Continue cooking and stirring sauce until it thickens. As said above, this almond flour mixture did not thicken as it does with flour or Atkins Baking Mix, so cook over low, stirring occasionally, as you complete the eggplants.
Leaving unpeeled, cut eggplants into 1/2-inch medallion slices. Sprinkly lightly with salt Let stand 15 minutes to leach out bitter flavor. Pat dry with paper towels. Repeat on other side.
Cooking the eggplants. These can be either fried or broiled. Eggplants are notorious for soaking up oil, so I did some by frying and broiled the others. Those fried will absorb more oil and be tastier, but I had so many slices to do that I had to fry 3 batches and broil 2 batches. For broiling, brush with oil and broil 3" from Hi-broiler until golden brown (about 3-4 min) then turn and brown the other side. When frying, put about 1/2" of oil in a frying pan and fry 3-4 at a time for 3 min per side. Drain the eggplant on paper towels while finishing the rest.
To layer the casserole:
Start with 1/3 of the eggplant slices, then 1/2 of the meat sauce, repeating til all is gone, and you end with the last 1/3 of the eggplants on top. Pour the cream sauce over, spreading it into the corners and letting it fill in the dish, then sprinkle with 1/4 cup of parmesan. Bake at 350 degrees for 1 hour or until golden brown on top. Let sit for 10-15 minutes before cutting and serving.
I'll post nutritional information as I get it, but the Almond flour I used (Bob's Red Mill) has 6 carbs in 1/4 cup, 3 of which are dietary fiber, so net 3 carbs in 1/4 cup. This recipe called for 1/2 cup, so the total for 8 servings is 6 net carbs. The tomato paste (Del Monte's Organic, but it was on sale, regular is the same) is 6 carbs per 2 T, and 1 carb is dietary fiber, so 5 net carbs for the entire recipe (which was only 2 T). Eggplant, onions, and parmesan cheese are the only other ingredients with significant measurable carbs, while there is some in parsley as well.
In addition, we need to eat less than 1 cup of the eggplant and onions per day while on Induction. If you're in OWL (on-going weight loss), you simply need to measure your total carbs. Adding a salad during the day should help you get the other 2 cups of leafy (think romaine) vegetables you need. [Note that spinach is in the 2nd list and is not part of the 2 cups, but part of the 1 cup allowance. ]
Eggplant: 2.5 carbs in 1/2 cup of raw eggplant. How many cups in 2 large eggplants? 4 cups? 6 cups
Onion: 6.9 carbs in 1/2 cup of raw onion. How many in 1 large sweet onion? 1? 1-1/2?
Parsley: 1.9 carbs in 1/2 cup of fresh, 1/2 carb in 1 tsp of dried (I used fresh)?

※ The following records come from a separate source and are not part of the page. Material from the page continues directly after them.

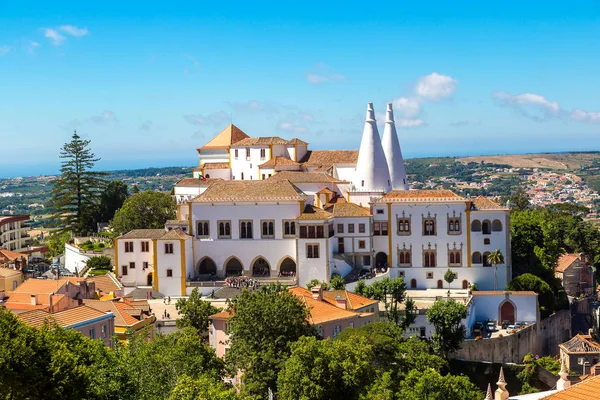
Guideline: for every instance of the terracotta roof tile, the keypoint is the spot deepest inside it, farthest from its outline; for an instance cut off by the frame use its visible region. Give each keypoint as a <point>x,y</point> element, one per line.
<point>305,177</point>
<point>262,141</point>
<point>485,203</point>
<point>279,161</point>
<point>325,159</point>
<point>314,213</point>
<point>565,261</point>
<point>263,190</point>
<point>228,136</point>
<point>586,390</point>
<point>348,210</point>
<point>425,196</point>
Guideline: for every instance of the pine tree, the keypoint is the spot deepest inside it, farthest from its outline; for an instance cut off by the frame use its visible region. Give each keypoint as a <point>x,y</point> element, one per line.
<point>75,194</point>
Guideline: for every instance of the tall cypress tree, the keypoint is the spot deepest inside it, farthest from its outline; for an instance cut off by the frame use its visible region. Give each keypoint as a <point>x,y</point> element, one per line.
<point>75,194</point>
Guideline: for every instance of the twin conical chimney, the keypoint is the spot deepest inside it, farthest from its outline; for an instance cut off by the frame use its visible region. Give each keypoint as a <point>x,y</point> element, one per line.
<point>393,154</point>
<point>372,173</point>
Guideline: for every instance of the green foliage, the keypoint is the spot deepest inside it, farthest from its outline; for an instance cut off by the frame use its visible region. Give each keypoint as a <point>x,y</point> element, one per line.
<point>430,385</point>
<point>265,324</point>
<point>146,210</point>
<point>111,199</point>
<point>325,369</point>
<point>194,312</point>
<point>74,195</point>
<point>446,317</point>
<point>56,243</point>
<point>337,283</point>
<point>392,292</point>
<point>99,262</point>
<point>531,282</point>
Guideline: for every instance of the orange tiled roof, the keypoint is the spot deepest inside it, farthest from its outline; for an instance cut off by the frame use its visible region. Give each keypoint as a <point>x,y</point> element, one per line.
<point>566,260</point>
<point>586,390</point>
<point>263,190</point>
<point>228,136</point>
<point>325,159</point>
<point>279,161</point>
<point>314,213</point>
<point>305,177</point>
<point>425,196</point>
<point>348,210</point>
<point>485,203</point>
<point>6,272</point>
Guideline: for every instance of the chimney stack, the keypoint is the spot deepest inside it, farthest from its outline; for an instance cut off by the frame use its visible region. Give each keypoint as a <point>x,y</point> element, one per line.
<point>393,154</point>
<point>317,292</point>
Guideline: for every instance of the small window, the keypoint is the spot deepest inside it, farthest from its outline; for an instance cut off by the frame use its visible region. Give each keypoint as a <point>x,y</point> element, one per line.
<point>312,251</point>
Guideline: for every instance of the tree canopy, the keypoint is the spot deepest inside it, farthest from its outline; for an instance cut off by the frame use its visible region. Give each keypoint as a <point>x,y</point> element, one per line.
<point>145,210</point>
<point>75,192</point>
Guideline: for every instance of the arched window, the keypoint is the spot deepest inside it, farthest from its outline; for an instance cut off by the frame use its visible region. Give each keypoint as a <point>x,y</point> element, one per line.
<point>486,227</point>
<point>496,226</point>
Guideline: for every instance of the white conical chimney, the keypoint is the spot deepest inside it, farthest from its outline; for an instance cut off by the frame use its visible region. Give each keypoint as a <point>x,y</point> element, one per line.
<point>372,172</point>
<point>393,154</point>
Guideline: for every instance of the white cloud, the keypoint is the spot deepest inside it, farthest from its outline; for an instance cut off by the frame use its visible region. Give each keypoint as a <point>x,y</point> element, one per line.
<point>55,37</point>
<point>73,30</point>
<point>410,107</point>
<point>410,123</point>
<point>217,118</point>
<point>435,87</point>
<point>105,118</point>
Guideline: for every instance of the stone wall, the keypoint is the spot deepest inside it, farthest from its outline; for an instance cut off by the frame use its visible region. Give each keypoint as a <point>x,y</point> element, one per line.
<point>542,338</point>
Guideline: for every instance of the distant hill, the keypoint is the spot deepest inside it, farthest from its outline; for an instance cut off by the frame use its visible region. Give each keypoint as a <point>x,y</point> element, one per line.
<point>564,161</point>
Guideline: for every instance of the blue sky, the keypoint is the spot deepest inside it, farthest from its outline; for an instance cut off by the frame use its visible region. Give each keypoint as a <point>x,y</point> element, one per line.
<point>149,82</point>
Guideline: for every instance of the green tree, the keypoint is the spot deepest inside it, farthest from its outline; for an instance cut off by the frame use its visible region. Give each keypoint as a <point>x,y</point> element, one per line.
<point>74,194</point>
<point>56,243</point>
<point>337,283</point>
<point>325,369</point>
<point>430,385</point>
<point>194,312</point>
<point>111,199</point>
<point>449,277</point>
<point>146,210</point>
<point>99,262</point>
<point>496,257</point>
<point>446,316</point>
<point>202,388</point>
<point>262,329</point>
<point>392,292</point>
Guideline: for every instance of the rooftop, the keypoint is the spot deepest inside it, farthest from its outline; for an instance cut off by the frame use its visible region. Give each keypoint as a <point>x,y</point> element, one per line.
<point>263,190</point>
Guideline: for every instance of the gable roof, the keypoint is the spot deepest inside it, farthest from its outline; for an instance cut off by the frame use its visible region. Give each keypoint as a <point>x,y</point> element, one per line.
<point>263,190</point>
<point>347,210</point>
<point>585,390</point>
<point>228,136</point>
<point>580,344</point>
<point>566,260</point>
<point>425,196</point>
<point>304,177</point>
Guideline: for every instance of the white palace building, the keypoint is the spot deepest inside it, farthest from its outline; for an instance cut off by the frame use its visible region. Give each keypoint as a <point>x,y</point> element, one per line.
<point>270,208</point>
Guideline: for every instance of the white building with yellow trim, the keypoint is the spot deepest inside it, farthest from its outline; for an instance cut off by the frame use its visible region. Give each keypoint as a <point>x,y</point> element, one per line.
<point>270,208</point>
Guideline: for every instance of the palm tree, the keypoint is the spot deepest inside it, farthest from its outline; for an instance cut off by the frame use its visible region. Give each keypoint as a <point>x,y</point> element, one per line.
<point>496,257</point>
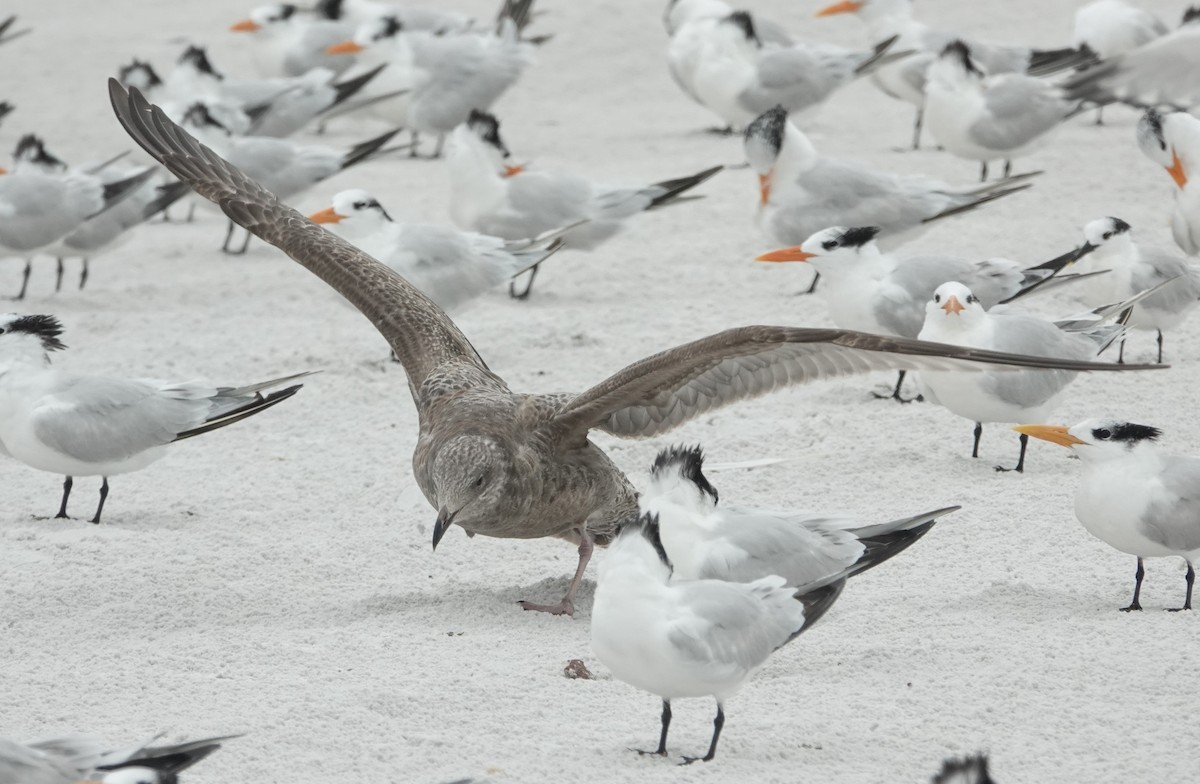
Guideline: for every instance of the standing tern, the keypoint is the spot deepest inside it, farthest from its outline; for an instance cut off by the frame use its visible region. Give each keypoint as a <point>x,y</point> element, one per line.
<point>906,79</point>
<point>875,292</point>
<point>1173,141</point>
<point>1133,496</point>
<point>984,117</point>
<point>708,542</point>
<point>75,759</point>
<point>450,267</point>
<point>516,203</point>
<point>513,465</point>
<point>957,316</point>
<point>97,425</point>
<point>1132,269</point>
<point>690,638</point>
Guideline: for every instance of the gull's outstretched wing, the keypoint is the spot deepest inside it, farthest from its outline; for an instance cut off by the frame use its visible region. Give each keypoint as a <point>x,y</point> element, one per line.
<point>665,390</point>
<point>419,331</point>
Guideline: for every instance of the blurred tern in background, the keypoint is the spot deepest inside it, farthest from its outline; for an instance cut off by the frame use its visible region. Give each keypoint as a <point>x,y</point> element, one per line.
<point>1173,141</point>
<point>690,638</point>
<point>1133,496</point>
<point>1132,269</point>
<point>984,117</point>
<point>97,425</point>
<point>708,542</point>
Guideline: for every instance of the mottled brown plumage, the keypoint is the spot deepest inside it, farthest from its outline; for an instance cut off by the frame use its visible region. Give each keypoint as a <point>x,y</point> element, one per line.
<point>511,465</point>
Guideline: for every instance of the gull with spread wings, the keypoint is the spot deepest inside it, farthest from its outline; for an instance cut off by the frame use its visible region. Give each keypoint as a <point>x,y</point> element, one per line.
<point>515,465</point>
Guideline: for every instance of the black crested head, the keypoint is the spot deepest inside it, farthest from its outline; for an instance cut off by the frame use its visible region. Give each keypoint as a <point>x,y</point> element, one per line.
<point>47,328</point>
<point>199,59</point>
<point>690,462</point>
<point>960,52</point>
<point>744,22</point>
<point>487,127</point>
<point>1127,432</point>
<point>769,127</point>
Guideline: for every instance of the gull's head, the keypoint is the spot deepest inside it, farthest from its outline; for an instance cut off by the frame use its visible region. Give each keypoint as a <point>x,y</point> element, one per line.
<point>29,336</point>
<point>139,75</point>
<point>354,210</point>
<point>468,476</point>
<point>681,470</point>
<point>1157,138</point>
<point>829,249</point>
<point>197,59</point>
<point>265,18</point>
<point>31,153</point>
<point>1097,440</point>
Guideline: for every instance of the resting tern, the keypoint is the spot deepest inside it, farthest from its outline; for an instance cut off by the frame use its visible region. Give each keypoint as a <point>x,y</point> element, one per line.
<point>875,292</point>
<point>690,638</point>
<point>450,267</point>
<point>1173,141</point>
<point>708,542</point>
<point>957,316</point>
<point>1133,496</point>
<point>984,117</point>
<point>285,167</point>
<point>473,425</point>
<point>517,203</point>
<point>1132,269</point>
<point>97,425</point>
<point>71,760</point>
<point>802,192</point>
<point>906,79</point>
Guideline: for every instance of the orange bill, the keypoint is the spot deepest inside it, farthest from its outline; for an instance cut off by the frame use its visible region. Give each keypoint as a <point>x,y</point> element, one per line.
<point>325,216</point>
<point>786,255</point>
<point>345,47</point>
<point>1054,434</point>
<point>1176,169</point>
<point>846,6</point>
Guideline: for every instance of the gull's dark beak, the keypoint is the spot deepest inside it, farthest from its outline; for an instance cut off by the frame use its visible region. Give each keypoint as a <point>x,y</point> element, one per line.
<point>445,519</point>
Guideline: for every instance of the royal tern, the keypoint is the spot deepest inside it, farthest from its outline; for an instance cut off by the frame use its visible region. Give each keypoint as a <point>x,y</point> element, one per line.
<point>450,267</point>
<point>75,759</point>
<point>802,192</point>
<point>473,426</point>
<point>97,425</point>
<point>1111,28</point>
<point>1132,269</point>
<point>521,202</point>
<point>708,542</point>
<point>984,117</point>
<point>1173,141</point>
<point>690,638</point>
<point>1132,496</point>
<point>906,79</point>
<point>875,292</point>
<point>285,167</point>
<point>957,316</point>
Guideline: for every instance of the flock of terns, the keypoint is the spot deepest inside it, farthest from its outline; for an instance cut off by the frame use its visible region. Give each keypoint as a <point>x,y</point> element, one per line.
<point>694,594</point>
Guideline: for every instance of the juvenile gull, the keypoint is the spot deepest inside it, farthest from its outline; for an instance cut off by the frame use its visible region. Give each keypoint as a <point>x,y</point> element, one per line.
<point>513,465</point>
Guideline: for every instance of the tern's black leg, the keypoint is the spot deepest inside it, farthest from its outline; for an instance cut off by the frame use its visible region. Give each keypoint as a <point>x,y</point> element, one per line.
<point>1191,576</point>
<point>1020,461</point>
<point>66,494</point>
<point>1137,588</point>
<point>663,738</point>
<point>525,294</point>
<point>103,495</point>
<point>718,723</point>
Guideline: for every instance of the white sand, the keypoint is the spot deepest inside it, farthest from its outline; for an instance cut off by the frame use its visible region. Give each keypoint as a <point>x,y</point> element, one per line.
<point>275,579</point>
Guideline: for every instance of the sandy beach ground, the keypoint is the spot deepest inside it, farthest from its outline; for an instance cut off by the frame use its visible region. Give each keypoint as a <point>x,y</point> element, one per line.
<point>276,579</point>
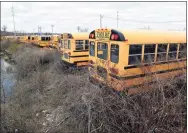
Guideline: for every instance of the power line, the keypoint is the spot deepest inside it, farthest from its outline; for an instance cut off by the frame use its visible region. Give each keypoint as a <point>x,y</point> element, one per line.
<point>128,20</point>
<point>117,18</point>
<point>101,20</point>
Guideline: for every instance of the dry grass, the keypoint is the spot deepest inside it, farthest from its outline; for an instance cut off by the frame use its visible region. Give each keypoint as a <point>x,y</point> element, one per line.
<point>47,100</point>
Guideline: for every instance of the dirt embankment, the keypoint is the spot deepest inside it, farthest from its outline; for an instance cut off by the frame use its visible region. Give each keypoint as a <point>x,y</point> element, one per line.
<point>47,98</point>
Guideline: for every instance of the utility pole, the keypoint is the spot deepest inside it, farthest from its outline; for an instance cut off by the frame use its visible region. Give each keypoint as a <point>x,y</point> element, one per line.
<point>39,30</point>
<point>101,20</point>
<point>78,28</point>
<point>52,28</point>
<point>117,18</point>
<point>13,20</point>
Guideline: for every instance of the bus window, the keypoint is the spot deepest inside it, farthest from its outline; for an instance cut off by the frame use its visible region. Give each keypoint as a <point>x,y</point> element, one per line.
<point>62,44</point>
<point>149,53</point>
<point>161,52</point>
<point>102,50</point>
<point>65,44</point>
<point>114,53</point>
<point>86,44</point>
<point>92,49</point>
<point>172,51</point>
<point>182,51</point>
<point>43,39</point>
<point>69,44</point>
<point>135,53</point>
<point>79,44</point>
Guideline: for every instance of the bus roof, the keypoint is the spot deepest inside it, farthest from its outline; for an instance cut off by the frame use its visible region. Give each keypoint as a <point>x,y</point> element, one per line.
<point>80,35</point>
<point>152,36</point>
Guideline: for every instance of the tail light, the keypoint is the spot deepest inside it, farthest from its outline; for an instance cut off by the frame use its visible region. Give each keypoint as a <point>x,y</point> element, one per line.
<point>114,36</point>
<point>91,62</point>
<point>91,35</point>
<point>114,70</point>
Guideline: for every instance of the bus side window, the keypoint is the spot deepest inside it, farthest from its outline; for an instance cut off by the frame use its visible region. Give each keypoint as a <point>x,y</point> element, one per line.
<point>92,49</point>
<point>135,53</point>
<point>102,50</point>
<point>62,44</point>
<point>172,51</point>
<point>42,38</point>
<point>149,53</point>
<point>161,52</point>
<point>182,50</point>
<point>69,44</point>
<point>114,53</point>
<point>86,44</point>
<point>65,44</point>
<point>79,44</point>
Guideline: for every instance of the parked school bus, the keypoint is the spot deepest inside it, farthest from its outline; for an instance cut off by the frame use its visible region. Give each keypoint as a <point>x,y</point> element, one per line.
<point>54,41</point>
<point>43,41</point>
<point>126,60</point>
<point>32,39</point>
<point>75,48</point>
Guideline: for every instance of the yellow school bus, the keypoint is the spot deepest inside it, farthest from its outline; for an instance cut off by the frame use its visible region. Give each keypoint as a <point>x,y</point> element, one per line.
<point>42,41</point>
<point>32,39</point>
<point>23,39</point>
<point>54,41</point>
<point>127,60</point>
<point>75,48</point>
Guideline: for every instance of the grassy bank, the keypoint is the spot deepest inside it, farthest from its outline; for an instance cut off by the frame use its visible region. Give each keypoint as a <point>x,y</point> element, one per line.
<point>47,99</point>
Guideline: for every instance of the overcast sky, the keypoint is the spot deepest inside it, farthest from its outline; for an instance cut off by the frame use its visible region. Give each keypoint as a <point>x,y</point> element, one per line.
<point>67,16</point>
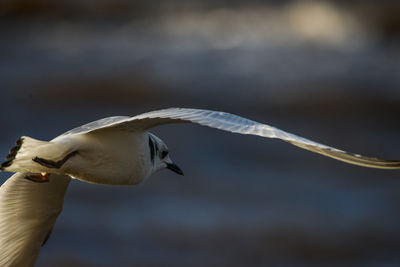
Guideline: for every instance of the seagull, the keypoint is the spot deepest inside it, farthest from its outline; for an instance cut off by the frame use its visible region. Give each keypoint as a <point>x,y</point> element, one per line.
<point>116,150</point>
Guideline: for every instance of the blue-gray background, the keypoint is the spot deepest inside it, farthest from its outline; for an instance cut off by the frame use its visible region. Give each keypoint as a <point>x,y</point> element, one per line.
<point>328,71</point>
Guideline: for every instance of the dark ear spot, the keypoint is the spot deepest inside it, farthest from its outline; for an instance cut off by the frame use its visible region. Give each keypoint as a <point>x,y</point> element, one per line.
<point>164,154</point>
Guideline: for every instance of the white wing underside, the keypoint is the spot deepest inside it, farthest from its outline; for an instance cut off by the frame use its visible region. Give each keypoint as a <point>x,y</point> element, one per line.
<point>28,212</point>
<point>231,123</point>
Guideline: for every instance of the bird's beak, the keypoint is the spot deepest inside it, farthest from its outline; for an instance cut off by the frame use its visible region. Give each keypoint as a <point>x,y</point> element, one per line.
<point>173,167</point>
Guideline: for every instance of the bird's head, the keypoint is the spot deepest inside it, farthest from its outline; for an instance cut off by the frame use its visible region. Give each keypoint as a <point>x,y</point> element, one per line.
<point>159,155</point>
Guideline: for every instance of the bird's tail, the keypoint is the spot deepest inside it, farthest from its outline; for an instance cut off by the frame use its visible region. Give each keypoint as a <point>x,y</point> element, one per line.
<point>31,155</point>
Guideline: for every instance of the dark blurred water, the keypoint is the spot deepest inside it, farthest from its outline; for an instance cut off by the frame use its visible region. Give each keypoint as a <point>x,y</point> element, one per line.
<point>244,201</point>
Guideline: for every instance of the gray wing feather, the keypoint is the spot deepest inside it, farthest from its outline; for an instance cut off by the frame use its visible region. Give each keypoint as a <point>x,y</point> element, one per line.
<point>236,124</point>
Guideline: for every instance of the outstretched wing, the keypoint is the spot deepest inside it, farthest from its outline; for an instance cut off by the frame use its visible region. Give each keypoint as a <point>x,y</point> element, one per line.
<point>28,213</point>
<point>236,124</point>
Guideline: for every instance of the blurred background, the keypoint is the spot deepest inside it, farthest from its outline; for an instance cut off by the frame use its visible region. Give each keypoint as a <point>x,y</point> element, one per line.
<point>325,70</point>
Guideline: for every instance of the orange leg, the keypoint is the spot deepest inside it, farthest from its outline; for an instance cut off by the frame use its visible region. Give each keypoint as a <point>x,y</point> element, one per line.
<point>39,178</point>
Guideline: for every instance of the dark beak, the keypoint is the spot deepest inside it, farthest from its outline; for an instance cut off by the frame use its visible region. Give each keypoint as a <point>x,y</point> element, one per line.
<point>173,167</point>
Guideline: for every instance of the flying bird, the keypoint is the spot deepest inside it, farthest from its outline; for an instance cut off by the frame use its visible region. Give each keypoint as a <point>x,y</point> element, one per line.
<point>113,151</point>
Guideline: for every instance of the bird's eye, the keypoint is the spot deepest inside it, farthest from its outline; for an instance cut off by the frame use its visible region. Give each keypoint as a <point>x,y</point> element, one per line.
<point>164,154</point>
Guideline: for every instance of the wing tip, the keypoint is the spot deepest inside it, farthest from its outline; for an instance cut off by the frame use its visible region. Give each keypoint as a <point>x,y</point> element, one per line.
<point>12,154</point>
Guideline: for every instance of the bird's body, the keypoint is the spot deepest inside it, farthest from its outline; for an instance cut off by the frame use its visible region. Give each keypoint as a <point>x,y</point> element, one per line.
<point>116,150</point>
<point>115,157</point>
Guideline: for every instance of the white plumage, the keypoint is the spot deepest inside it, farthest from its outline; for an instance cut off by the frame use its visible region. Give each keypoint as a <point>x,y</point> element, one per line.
<point>115,150</point>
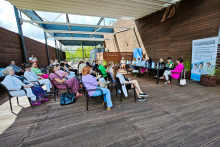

Parmesan cheese: .2 carbs per 1 oz; approx 8 oz in 1/2 cup?
Black/white peppers: 1.3-1.4 carbs in 1 tsp - approx 1/2 tsp used in each "to taste"?
From the eggplant: 20-30 carbs per casserole
From the onion: 14-21 carbs per casserole
From the parsley: 1.9 carbs per casserole
From the parmesan cheese: 1.6 carbs per casserole
From the almond flour: 6 net carbs per casserole
From the tomato paste: 5 net carbs per casserole
From the peppers (black and white): 1.3-1.4 carbs per casserole
Total per 8 servings in casserole: 50-67 per casserole, or 6.3-8.4 carbs per portion
(or 12.6-16.8 if you eat two portions - in which case, have to very carefully count the other carbs during the day.) Be sure to measure how many cups your eggplant and onions are, as these are less exact.